Prostate cancer - degarelix

Prostate cancer is the second most common cancer in men, and 80% of cases are androgen dependent. The luminal cells in the prostate gland produce prostate-specific antigen, and elevated levels are characteristic of prostate cancer.

Its expression is regulated by androgens, which bind to the androgen receptor in a process that is an essential part of the formation of both normal and cancerous cells. In the early stages, blocking or removing androgens can be an effective treatment, but once the cancer reaches the hormone refractory stage, it becomes extremely difficult to treat.

Numerous agents are available that reduce androgen levels, including progesterones, oestrogens, antiandrogens, aromatase inhibitors and gonadotropin-releasing hormone (GnRH) analogues. GnRH analogues have received much attention, as they have potent antiproliferative and antimetastatic activity by inhibiting the plasminogen activator system, and may even have some effect in hormone refractory cases.

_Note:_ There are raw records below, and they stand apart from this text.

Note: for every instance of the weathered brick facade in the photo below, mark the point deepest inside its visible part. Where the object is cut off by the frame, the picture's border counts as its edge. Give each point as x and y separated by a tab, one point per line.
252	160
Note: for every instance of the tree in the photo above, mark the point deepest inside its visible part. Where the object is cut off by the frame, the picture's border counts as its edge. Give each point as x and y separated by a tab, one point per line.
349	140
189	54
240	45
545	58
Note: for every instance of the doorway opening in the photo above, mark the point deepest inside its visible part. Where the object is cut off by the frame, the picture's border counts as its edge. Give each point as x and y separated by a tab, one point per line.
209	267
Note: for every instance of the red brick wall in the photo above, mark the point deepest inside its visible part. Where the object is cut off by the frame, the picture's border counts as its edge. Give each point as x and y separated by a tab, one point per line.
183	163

Both GnRH agonists and antagonists can have the desired effect, but antagonists tend to work better and produce a therapeutic response more rapidly. Several GnRH antagonists are being developed, including Ferring's degarelix.¹ It was designed to have improved water solubility, as low solubility and a tendency to form gels has been a particular problem with GnRH antagonists.

An open label Phase I study was carried out in 36 healthy young males to look at its pharmacokinetics, pharmacodynamics and safety in single doses between 1.5 and 30µg/kg given intravenously over 45 minutes, or 20mg by intramuscular or subcutaneous injection.² It was well tolerated, and castrate testosterone levels were reached by 21 of the 24 subjects given the higher i.v. or the injected dose.

In a randomised dose-escalating Phase II study, 172 patients with prostate cancer were given single subcutaneous doses of 120 to 320mg degarelix.³ The best response was achieved in those subjects initially given a dose of 240mg, and the most common adverse events were associated with androgen deprivation.

Various different subcutaneous dosing regimens were examined in a dose finding trial.⁴ Subjects with prostate cancer were given doses on days 0 and 3, and then maintenance doses every 28 days, in doses of 80, 80 and 40mg; 40, 40 and 40mg; and 80, 0 and 20mg. Of the 102 evaluable patients, the highest testosterone suppression was seen in the first group.

Its longer term efficacy has also been studied.⁵ A total of 187 patients with prostate cancer were given subcutaneous initiation doses of 200 or 240mg, followed by maintenance doses of 80, 120 or 160mg every 28 days. It was well tolerated, though 12 patients withdrew because of adverse events. All of those patients given the 160mg maintenance dose had testosterone levels of 0.5ng/l or less from day 28 to day 365. Phase III trials are under way.